The gospel call seeks to dismantle this fortress. God wants us to open ourselves to him completely. He will always treat us with tenderness and love, so we can do so fearlessly.
How will the gospel elude our defenses?
We all have different maneuvers to avoid admitting error. Rationalization is one of the most active forces in human nature. We will believe anything we can think of, in order to persevere in our sin.
Somehow, we must find a way to eradicate this weakness or it will destroy us. Being honest with ourselves is one of the bravest acts a human can perform.
Each of us are moved by different things, from emotions to bravery and everything in between. We have triggers that reach into our hearts and spur us to action.
We have examples of people being “cut to the heart” by the Word of God. They had different reactions.
King David took Bathsheba to his bed and arranged the death of her husband, Uriah. When God sent Nathan to deliver a message to David, the King is told a story about a man whose only lamb was taken from him. David becomes indignant and demands retribution, only to find that “You are the man!” (2 Samuel 12:7, NKJV). David says, “I have sinned against the Lord” (2 Samuel 12:13). He and his family suffered the consequences, but he admitted his error before God.
Stephen, the brave man of God, preaches to a hostile Jewish crowd and leads them through the Old Testament to show that they were guilty of the murder of Christ, the Messiah.
“When they heard these things they were cut to the heart, and they gnashed at him with their teeth” (Acts 7:54). “Their smoldering anger exploded into rage.”/1 They raised stones and killed Stephen for airing their sins.
When the first gospel sermon was preached, the people of Jerusalem heard Peter and the Apostles present the truth of their sins. “Therefore let all the house of Israel know assuredly that God has made this Jesus, whom you crucified, both Lord and Christ” (Acts 2:36).
Three thousand admitted their sins and were immersed into Christ (Acts 2:38-41). They repented when they heard ostensibly the same message that Stephen preached before he was killed.
We all have sinned and sometimes we fall away completely (Romans 3:23; Romans 6:23; James 1:14-15; Hebrews 6:4-6).
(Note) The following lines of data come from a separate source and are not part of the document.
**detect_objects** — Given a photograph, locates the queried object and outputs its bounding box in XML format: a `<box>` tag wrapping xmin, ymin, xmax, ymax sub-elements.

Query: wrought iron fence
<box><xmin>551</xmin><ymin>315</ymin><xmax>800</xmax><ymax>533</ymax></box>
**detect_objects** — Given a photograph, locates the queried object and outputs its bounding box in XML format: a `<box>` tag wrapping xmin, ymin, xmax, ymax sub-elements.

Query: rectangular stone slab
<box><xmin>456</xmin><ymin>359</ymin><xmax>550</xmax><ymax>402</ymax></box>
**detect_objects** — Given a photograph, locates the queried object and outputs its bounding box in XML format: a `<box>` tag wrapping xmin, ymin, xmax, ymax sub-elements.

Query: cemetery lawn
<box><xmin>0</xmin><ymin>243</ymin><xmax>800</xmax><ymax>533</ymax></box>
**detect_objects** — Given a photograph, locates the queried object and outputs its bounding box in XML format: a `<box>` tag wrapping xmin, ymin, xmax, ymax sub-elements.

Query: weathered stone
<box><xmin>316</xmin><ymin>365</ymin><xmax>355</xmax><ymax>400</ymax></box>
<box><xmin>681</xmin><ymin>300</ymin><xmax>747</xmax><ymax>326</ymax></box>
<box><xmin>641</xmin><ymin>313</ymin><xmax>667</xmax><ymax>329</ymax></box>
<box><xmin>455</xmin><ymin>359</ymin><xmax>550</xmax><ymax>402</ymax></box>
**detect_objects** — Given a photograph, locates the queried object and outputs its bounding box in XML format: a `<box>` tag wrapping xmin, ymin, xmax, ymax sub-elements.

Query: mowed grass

Our sins will continue to exist and remain rationalized until we honestly allow God’s Word to penetrate our souls. We must be “cut to the heart” if we will find true spiritual healing. Sin is killing us and the blood of Christ is the cure (Romans 5:6-9).
How do we accomplish this goal?
First, we must value our souls above our own way and feelings. Second, we must be painfully honest with ourselves about our sins. Third, once we do so, we must be courageous enough to rid ourselves of them (Acts 22:16; Luke 13:3-5). Fourth, we must fear God more than men. Finally, we must prepare for heaven and yearn to be there with every fiber of our being.
We must remain tenderhearted to our sins and continue to reside in the grace and mercy of our Lord. It is a glorious abode!
1/ I do not remember the source of the quote.

3 Replies to “Cut to the Heart”

  1. Richard, I read your article again today, this time not as an editor, but for my personal benefit. Unfortunately, the editor’s eyes are what often see the material without the needy inner eyes taking it to heart and applying it personally. So as I read again this morning, I found your introduction to be one of the best things I’ve read in a while. The points on how to accomplish the goal felt abbreviated; the paragraph left me wanting more. I guess that’s a good sign. Thanks again.